Not too long afterwards, Gavin, Edwin’s dad, came home from work one day and found Edwin hanging from a door handle with a belt around his neck. Edwin had been having a hard time in a romantic relationship and for three years Gavin and his family lived with the thought that Edwin had taken his own life. Then some friends of Edwin’s approached Gavin with something to tell him, something they should have told him a long time ago. Edwin h
ad been playing a game which they all played at school. The idea was basically to suffocate each other and to give each other some sort of natural ‘high’ by just passing out for a few seconds and then releasing the choke. They labelled it the choking game and Edwin had tried it alone. It had gone wrong.
Gavin now actively travels around the country giving presentations at schools and talking about how dangerous it is. I know that when he looks at me, Edwin is in his thoughts. It must be incredibly hard for him, but he has a huge heart. He and Robbie have given the joy of cycling to so many other kids in the years since Edwin’s death. Without the Hi-Q Academy, I for one wouldn’t have developed the way I did, so I owe much to him.

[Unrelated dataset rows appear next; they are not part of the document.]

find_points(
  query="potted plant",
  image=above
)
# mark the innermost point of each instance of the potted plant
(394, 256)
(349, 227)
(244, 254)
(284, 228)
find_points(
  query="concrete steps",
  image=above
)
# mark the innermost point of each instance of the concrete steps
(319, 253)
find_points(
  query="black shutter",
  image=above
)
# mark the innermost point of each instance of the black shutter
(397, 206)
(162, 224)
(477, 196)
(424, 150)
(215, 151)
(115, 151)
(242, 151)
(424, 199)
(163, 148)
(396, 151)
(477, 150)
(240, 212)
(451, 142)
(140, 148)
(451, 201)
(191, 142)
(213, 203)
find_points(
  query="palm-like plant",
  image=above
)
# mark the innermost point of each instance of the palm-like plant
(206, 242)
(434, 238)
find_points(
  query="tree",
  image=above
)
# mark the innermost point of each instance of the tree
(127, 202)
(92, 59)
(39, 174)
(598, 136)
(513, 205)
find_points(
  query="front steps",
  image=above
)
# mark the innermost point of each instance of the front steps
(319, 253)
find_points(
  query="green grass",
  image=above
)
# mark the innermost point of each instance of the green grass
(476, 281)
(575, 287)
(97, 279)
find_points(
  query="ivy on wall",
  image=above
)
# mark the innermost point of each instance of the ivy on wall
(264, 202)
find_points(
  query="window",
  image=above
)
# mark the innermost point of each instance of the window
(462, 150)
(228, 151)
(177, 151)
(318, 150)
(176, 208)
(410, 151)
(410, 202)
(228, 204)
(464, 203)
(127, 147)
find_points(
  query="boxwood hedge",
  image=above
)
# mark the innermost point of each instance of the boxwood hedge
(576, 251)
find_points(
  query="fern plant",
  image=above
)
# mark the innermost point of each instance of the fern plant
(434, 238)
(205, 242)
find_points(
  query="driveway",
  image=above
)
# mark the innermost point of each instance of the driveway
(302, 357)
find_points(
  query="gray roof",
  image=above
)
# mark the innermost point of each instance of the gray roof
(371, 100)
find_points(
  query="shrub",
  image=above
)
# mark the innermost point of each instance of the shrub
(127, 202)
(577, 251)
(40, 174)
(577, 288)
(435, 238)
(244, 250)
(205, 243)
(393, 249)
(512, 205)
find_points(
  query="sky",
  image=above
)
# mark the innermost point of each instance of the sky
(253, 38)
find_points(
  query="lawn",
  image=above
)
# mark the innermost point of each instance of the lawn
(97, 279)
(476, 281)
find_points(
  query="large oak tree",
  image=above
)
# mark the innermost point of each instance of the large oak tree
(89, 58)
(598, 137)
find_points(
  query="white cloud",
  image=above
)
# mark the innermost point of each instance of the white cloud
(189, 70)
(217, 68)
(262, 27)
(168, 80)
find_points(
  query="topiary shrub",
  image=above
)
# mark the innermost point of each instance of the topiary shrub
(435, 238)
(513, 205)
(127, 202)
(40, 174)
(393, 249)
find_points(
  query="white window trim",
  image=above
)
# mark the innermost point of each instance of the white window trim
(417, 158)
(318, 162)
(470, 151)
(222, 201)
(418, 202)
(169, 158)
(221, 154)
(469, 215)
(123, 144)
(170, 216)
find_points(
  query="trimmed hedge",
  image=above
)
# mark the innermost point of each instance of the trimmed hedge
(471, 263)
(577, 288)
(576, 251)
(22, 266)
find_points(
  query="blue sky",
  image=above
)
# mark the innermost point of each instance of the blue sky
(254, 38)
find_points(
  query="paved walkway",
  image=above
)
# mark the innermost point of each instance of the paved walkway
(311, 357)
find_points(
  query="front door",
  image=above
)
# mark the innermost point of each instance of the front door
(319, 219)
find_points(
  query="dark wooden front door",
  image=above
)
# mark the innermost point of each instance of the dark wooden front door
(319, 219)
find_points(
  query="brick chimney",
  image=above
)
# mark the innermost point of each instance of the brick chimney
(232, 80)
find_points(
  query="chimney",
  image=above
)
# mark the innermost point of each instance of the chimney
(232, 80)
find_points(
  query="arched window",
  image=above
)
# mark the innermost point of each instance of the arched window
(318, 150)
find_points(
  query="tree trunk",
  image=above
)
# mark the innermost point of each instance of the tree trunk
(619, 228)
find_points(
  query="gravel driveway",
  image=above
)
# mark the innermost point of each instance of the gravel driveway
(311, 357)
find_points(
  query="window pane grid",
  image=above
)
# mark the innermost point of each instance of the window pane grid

My first Tour is forever sandwiched between memories of Mum and of Edwin. I’m proud that I finished.
I never rode alone.
14
Early 2009: Tour Méditerranéen
We had been looking forward to this. After a successful time trial earlier in the week, and having worked hard to get our team leader, Mauricio Soler, up to 3rd place in the standings, we were now in contention going into the final day of racing, which would send us up Mont Faron, overlooking Toulon. It was not a bad effort for a team on the verge of extinction, but if we wanted to win, this was the day to put in a performance. The race was most likely going to be decided on the big mountain.
There was a huge fight just to get into the climb and everyone scrambled for position. I remember thinking that this was nuts. I couldn’t believe how fast we were going at the bottom, considering that we hadn’t even got to the ascent yet.
Very quickly, however, a pattern started to emerge, with riders pulling and calling ‘gruppetto’. In other words, they would do their work, take their turn and then form a group and head up the mountain at their own easy pace.
There were about thirty of us left after a couple of minutes of the long haul, with maybe 10 kilometres remaining. We had gone up the first little rise and then the road flattened out for a way and there was a lull. We were all looking around to check who was still with us when Mauricio Soler suddenly took off. Swoosh. He went for it and attacked.